Fish Audio - AI Speech Synthesis and Sound Cloning Tool
Fish Audio is a powerful generative AI speech synthesis tool that supports text-to-speech (TTS) and voice cloning. Users only need to input text, the tool supports the conversion to natural and smooth voice, the platform provides multiple languages and voice styles to choose from, to meet different scenarios and user...
SignGemma - Sign Language Translation Model from Google DeepMind
SignGemma is the world's most powerful sign language interpreting AI model introduced by Google DeepMind, supporting the accurate translation of American Sign Language (ASL) into English text. The model is based on multimodal training, combining visual and textual data to capture sign language actions in real time and quickly translate them into text...
FLUX.1 Kontext - Image Generation and Editing Model from Black Forest
FLUX.1 Kontext is an image generation and editing model from Black Forest Labs that provides context-aware image processing techniques.
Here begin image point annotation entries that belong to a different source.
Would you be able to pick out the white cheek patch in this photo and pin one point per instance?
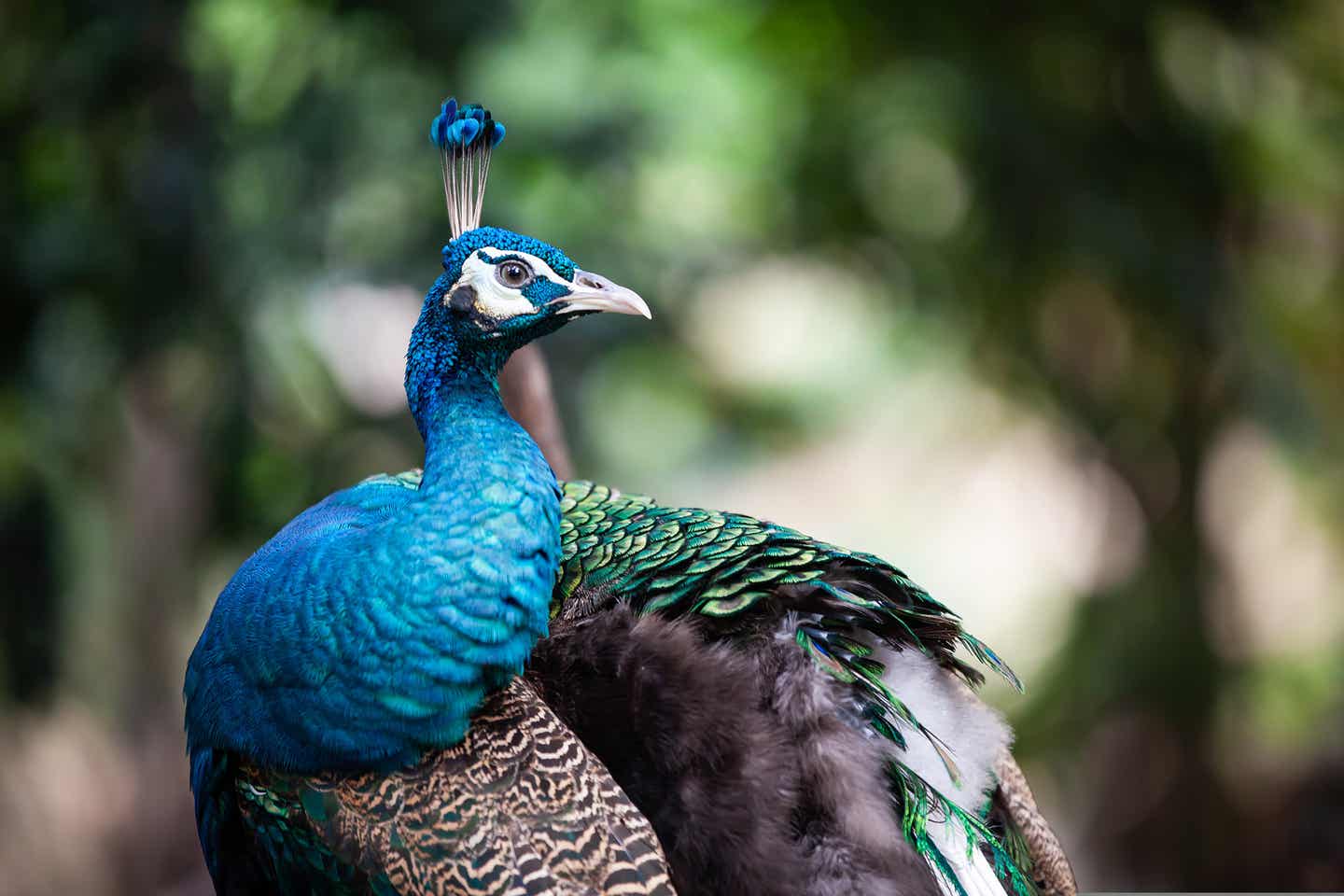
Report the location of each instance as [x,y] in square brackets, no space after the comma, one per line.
[492,297]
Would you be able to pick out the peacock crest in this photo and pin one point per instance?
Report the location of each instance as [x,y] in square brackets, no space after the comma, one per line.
[465,137]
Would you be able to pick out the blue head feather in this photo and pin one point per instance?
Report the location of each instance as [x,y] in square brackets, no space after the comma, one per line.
[372,624]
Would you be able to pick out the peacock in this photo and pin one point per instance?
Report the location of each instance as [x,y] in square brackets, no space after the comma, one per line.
[473,679]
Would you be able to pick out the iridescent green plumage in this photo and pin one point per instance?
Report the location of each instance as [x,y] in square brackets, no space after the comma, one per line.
[739,577]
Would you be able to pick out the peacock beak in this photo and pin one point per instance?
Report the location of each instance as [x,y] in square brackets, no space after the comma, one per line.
[595,293]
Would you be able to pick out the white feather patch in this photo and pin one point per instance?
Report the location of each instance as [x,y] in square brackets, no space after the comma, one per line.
[973,733]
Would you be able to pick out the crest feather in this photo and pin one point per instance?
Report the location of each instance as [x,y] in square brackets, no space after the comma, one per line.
[465,136]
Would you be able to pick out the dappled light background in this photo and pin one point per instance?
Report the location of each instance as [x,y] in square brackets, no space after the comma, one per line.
[1043,305]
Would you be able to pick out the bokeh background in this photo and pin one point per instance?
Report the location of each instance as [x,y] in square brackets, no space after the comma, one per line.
[1044,303]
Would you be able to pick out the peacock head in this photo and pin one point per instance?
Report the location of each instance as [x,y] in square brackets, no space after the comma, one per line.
[498,289]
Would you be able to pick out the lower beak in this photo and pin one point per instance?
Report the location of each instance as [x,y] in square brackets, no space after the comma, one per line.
[595,293]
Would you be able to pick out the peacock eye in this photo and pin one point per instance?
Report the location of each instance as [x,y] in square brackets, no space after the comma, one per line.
[512,273]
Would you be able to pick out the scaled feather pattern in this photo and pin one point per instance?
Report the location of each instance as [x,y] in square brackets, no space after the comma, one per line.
[475,679]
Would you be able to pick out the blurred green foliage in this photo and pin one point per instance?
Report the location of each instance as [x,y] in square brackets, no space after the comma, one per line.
[1124,217]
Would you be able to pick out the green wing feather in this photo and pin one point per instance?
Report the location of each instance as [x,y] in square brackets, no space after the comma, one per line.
[518,807]
[732,569]
[735,572]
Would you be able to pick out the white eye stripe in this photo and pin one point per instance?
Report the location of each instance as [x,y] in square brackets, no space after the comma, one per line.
[539,268]
[492,297]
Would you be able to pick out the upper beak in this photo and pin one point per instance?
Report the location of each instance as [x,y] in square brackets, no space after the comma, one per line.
[595,293]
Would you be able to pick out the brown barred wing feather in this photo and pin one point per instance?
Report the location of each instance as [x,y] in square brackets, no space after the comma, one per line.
[521,807]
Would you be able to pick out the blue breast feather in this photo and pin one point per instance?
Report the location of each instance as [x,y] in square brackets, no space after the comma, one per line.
[370,626]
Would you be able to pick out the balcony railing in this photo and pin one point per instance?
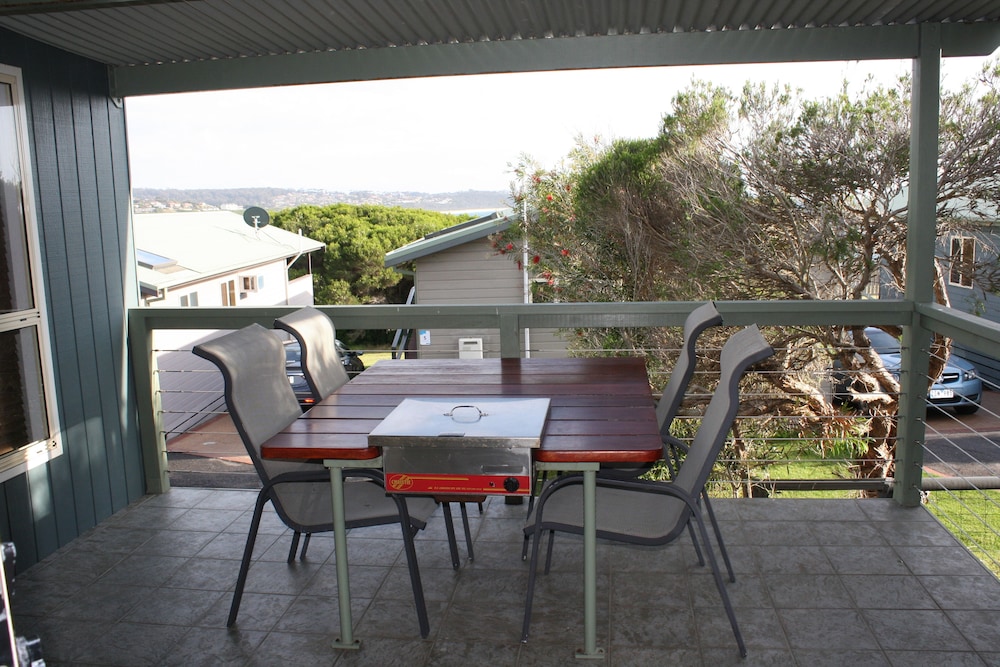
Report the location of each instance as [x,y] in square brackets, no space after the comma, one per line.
[780,465]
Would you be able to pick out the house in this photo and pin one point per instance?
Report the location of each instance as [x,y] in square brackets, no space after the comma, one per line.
[212,258]
[80,441]
[461,265]
[969,253]
[216,259]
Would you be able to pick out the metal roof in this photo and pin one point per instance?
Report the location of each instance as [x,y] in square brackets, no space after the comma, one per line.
[191,241]
[447,238]
[155,46]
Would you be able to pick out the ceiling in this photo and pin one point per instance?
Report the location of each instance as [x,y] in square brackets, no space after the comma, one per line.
[155,46]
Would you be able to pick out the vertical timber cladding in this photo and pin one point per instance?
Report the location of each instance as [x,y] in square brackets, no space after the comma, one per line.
[79,159]
[474,274]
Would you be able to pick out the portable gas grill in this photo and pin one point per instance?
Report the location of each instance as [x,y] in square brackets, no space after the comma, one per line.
[461,446]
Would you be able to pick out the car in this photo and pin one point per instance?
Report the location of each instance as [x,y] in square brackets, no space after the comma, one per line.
[959,387]
[293,368]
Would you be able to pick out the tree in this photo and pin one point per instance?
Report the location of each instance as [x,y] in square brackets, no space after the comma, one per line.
[765,195]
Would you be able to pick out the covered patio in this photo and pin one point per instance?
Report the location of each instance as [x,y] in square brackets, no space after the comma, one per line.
[117,568]
[819,582]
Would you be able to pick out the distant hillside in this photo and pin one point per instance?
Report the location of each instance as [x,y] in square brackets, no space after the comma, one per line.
[275,199]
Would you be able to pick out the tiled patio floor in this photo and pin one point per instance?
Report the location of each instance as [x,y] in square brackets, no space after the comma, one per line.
[819,582]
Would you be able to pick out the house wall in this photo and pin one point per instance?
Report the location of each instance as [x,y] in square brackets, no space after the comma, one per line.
[80,170]
[473,273]
[976,301]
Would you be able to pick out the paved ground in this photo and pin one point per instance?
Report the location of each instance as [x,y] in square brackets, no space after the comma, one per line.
[818,582]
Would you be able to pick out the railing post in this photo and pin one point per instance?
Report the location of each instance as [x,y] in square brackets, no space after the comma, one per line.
[921,238]
[147,397]
[510,334]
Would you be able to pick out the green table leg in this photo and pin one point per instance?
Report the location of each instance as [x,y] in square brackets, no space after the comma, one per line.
[590,650]
[346,639]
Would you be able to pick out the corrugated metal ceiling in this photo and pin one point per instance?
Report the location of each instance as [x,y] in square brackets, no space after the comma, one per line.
[125,32]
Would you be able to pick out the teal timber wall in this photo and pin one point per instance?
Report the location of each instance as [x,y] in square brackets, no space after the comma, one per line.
[80,170]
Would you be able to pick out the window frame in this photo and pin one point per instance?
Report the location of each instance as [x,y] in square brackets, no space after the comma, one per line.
[41,451]
[963,268]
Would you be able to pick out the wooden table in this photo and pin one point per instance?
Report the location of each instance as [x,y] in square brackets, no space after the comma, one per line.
[601,411]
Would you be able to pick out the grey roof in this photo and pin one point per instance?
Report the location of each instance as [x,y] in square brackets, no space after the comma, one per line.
[189,247]
[158,46]
[457,235]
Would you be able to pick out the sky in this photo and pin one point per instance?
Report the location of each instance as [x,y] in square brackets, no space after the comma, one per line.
[442,134]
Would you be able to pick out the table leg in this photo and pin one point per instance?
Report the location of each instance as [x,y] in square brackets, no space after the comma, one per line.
[590,649]
[346,639]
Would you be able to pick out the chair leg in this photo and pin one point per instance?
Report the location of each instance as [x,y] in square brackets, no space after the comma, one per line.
[414,568]
[721,585]
[697,548]
[241,579]
[468,533]
[532,574]
[449,526]
[718,538]
[548,550]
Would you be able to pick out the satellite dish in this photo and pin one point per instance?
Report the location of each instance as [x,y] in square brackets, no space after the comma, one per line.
[256,217]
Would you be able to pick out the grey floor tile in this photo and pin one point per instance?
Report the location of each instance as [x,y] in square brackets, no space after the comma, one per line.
[981,628]
[915,629]
[827,629]
[472,652]
[132,645]
[808,591]
[935,659]
[963,591]
[872,591]
[819,582]
[211,647]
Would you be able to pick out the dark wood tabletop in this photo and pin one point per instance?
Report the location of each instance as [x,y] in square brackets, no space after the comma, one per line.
[601,410]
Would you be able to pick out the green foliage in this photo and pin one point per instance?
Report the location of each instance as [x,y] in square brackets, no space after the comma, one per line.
[352,268]
[763,195]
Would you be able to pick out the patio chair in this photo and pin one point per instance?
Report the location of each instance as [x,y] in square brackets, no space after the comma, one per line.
[321,367]
[262,404]
[647,512]
[697,321]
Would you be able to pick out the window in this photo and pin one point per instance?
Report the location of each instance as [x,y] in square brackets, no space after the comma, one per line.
[229,293]
[963,261]
[252,283]
[29,427]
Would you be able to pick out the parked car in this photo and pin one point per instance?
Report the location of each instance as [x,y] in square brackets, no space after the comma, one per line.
[959,386]
[293,368]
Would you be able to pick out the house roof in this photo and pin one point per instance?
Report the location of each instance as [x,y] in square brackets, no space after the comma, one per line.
[457,235]
[158,46]
[175,249]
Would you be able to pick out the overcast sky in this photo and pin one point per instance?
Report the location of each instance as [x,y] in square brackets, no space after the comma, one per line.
[428,135]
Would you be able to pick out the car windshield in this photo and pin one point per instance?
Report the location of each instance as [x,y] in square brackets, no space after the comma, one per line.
[882,342]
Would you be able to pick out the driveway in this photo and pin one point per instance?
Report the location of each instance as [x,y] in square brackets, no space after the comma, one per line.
[965,445]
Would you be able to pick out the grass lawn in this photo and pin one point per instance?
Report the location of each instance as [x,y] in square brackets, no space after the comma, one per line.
[973,517]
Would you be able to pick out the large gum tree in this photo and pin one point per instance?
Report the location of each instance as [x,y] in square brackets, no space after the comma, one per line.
[763,194]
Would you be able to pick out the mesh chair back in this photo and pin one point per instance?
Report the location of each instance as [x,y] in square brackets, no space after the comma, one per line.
[701,318]
[261,404]
[743,349]
[316,335]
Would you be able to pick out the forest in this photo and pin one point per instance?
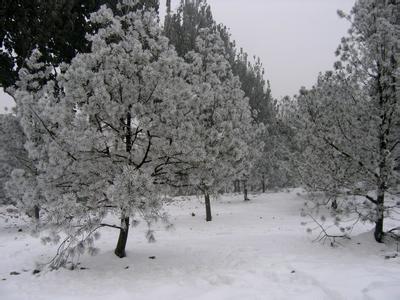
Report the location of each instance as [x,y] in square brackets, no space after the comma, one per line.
[127,123]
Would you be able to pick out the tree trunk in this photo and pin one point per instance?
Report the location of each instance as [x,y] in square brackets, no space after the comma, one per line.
[245,191]
[36,212]
[378,233]
[263,183]
[122,239]
[208,207]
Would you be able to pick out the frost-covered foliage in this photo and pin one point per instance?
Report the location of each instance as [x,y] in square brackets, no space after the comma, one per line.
[104,132]
[349,121]
[224,138]
[12,153]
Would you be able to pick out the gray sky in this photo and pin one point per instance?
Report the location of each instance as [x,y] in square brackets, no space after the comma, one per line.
[295,39]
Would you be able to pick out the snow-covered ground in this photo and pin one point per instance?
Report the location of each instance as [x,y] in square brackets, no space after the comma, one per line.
[251,250]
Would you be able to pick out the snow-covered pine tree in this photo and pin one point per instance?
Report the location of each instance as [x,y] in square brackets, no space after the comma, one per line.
[109,131]
[224,131]
[349,122]
[12,155]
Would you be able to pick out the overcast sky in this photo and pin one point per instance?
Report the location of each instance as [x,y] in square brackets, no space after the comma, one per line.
[295,39]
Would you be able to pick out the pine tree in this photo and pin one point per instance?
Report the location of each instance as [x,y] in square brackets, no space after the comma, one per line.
[108,130]
[349,120]
[225,131]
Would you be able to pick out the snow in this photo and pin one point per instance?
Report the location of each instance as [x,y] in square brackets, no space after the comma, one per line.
[251,250]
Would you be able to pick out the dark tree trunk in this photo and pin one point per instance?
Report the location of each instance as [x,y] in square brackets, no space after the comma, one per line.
[234,186]
[245,191]
[334,204]
[123,232]
[36,212]
[208,207]
[263,183]
[378,233]
[123,238]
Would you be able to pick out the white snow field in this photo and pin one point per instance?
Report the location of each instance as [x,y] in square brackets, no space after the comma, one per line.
[251,250]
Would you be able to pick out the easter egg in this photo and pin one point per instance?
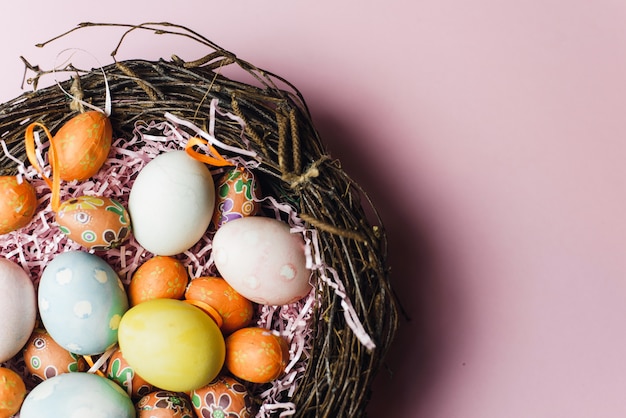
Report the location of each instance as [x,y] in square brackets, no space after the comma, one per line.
[18,308]
[237,194]
[235,310]
[165,404]
[119,371]
[81,302]
[18,202]
[45,358]
[256,354]
[262,260]
[82,145]
[171,203]
[75,395]
[12,392]
[172,344]
[224,397]
[96,223]
[159,277]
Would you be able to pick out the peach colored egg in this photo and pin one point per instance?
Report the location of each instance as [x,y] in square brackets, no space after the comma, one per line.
[82,145]
[18,202]
[256,354]
[96,223]
[235,310]
[224,397]
[45,358]
[119,371]
[237,194]
[165,404]
[159,277]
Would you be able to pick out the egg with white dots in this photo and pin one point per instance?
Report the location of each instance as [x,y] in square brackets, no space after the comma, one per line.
[81,302]
[262,260]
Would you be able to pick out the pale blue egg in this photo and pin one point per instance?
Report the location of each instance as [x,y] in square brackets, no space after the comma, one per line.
[81,302]
[77,395]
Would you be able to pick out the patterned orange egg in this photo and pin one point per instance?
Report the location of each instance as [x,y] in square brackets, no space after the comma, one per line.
[164,404]
[235,310]
[236,196]
[224,397]
[45,358]
[256,354]
[82,145]
[18,202]
[159,277]
[121,373]
[97,223]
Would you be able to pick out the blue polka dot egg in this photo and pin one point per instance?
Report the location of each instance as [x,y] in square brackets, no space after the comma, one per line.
[81,302]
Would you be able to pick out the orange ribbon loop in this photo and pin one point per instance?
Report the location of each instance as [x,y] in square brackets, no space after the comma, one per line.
[55,183]
[214,159]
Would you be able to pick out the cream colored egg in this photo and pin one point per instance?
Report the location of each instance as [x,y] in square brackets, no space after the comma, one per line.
[18,308]
[262,260]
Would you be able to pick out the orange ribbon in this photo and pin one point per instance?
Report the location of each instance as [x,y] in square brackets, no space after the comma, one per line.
[55,183]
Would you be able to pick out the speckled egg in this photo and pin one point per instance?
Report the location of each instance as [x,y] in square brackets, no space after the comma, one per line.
[224,397]
[77,395]
[262,260]
[96,223]
[45,358]
[81,302]
[165,404]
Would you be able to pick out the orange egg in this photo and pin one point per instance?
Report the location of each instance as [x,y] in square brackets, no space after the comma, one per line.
[12,392]
[159,277]
[45,358]
[97,223]
[82,145]
[256,354]
[18,202]
[235,310]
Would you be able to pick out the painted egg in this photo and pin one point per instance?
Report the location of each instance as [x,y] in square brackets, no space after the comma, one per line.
[235,310]
[237,195]
[171,203]
[12,392]
[262,260]
[81,302]
[18,308]
[96,223]
[224,397]
[18,202]
[256,354]
[172,344]
[159,277]
[77,395]
[119,371]
[45,358]
[82,145]
[165,404]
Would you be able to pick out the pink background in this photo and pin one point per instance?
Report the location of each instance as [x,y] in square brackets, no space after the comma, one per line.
[490,134]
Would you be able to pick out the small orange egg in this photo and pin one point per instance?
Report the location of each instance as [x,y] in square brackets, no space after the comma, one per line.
[45,358]
[82,145]
[18,202]
[12,392]
[235,310]
[159,277]
[256,354]
[96,223]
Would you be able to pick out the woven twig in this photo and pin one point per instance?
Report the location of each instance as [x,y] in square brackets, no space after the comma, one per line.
[293,166]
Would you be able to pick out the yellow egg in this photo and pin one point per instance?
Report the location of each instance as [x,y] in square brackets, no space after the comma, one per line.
[172,344]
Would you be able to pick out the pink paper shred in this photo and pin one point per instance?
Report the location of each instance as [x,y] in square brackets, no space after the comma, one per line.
[35,245]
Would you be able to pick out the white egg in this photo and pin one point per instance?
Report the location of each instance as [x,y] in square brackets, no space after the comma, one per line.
[18,308]
[171,203]
[262,260]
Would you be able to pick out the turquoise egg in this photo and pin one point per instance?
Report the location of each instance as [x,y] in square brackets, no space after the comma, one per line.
[77,395]
[81,302]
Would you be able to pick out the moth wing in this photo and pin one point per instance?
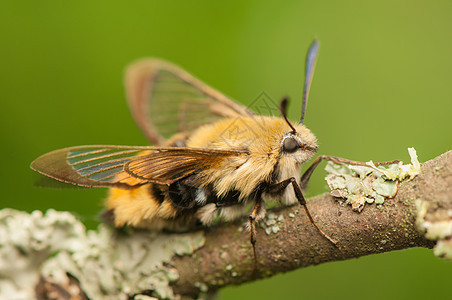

The model understands responses to text and image cues, performs tasks such as object modification, style conversion, and background replacement, while maintaining the corner...
WebAgent - Ali Tongyi Open Source Autonomous Search AI Agent
WebAgent is an open source autonomous search AI Agent from Alibaba's Tongyi Labs, with powerful end-to-end autonomous information retrieval and multi-step reasoning capabilities.WebAgent can actively perceive, decide and act in the network environment like a human being, and is widely used in academic research, business decision...
Linguaphone IDE - Tongyi Linguaphone Launches AI Native Development Environment Tools
Spirit Code IDE is the AI native integrated development environment (IDE) launched by Tongyi Spirit Code, which is deeply adapted to the 3 major models of Thousand Questions, and has a powerful programming intelligent body mode to support the autonomous completion of tasks such as project perception, code retrieval, and execution of terminal operations. It supports MCP tools and integrates Magic Hitch MCP Square's 3...
BAGEL - Open source multimodal base model launched by Wordpress
BAGEL is a multimodal base model open-sourced by ByteDance with 14 billion parameters, of which 7 billion are active. The model base with the Mixed Transformer Expert Architecture (MoT) captures pixel-level and semantic-level features of an image with two independent encoders, respectively, to support efficient processing of images, text, video...
DeepSeek-R1 - AI inference model from DeepSeek, performance aligned to OpenAI o1 release
DeepSeek-R1 is a high-performance AI inference model launched by Hangzhou-based DeepSeek, benchmarking against OpenAI's o1 official version. The model is post-trained based on large-scale reinforcement learning techniques and requires only a very small amount of labeled data to reason in math, code and natural language...
Phantom Boat AI - One-stop AI short film creation platform, batch generation of various types of video content
Phantom Boat AI is a powerful one-stop AI short film creation platform that supports efficient batch generation of various types of video content, including commercials, promos, animations and more. The platform is based on Midjourney, Runway and other world-leading AI models, and provides creators with a wide range of services from scriptwriting to...
Circuit Tracer - Anthropic open source tool for visualizing the inner workings of models
Circuit Tracer is an open source tool from Anthropic for studying the internal workings of large language models. Based on the generation of attribution graphs (attribution graphs) to reveal the internal steps that the model undergoes when generating a particular output ...
Google AI Edge Gallery - Google launches AI app that supports running AI models on your phone
Google AI Edge Gallery is an experimental AI app from Google that lets users experience and use Machine Learning (ML) and Generative Artificial Intelligence (GenAI) models on native devices. The app is supported on Android devices.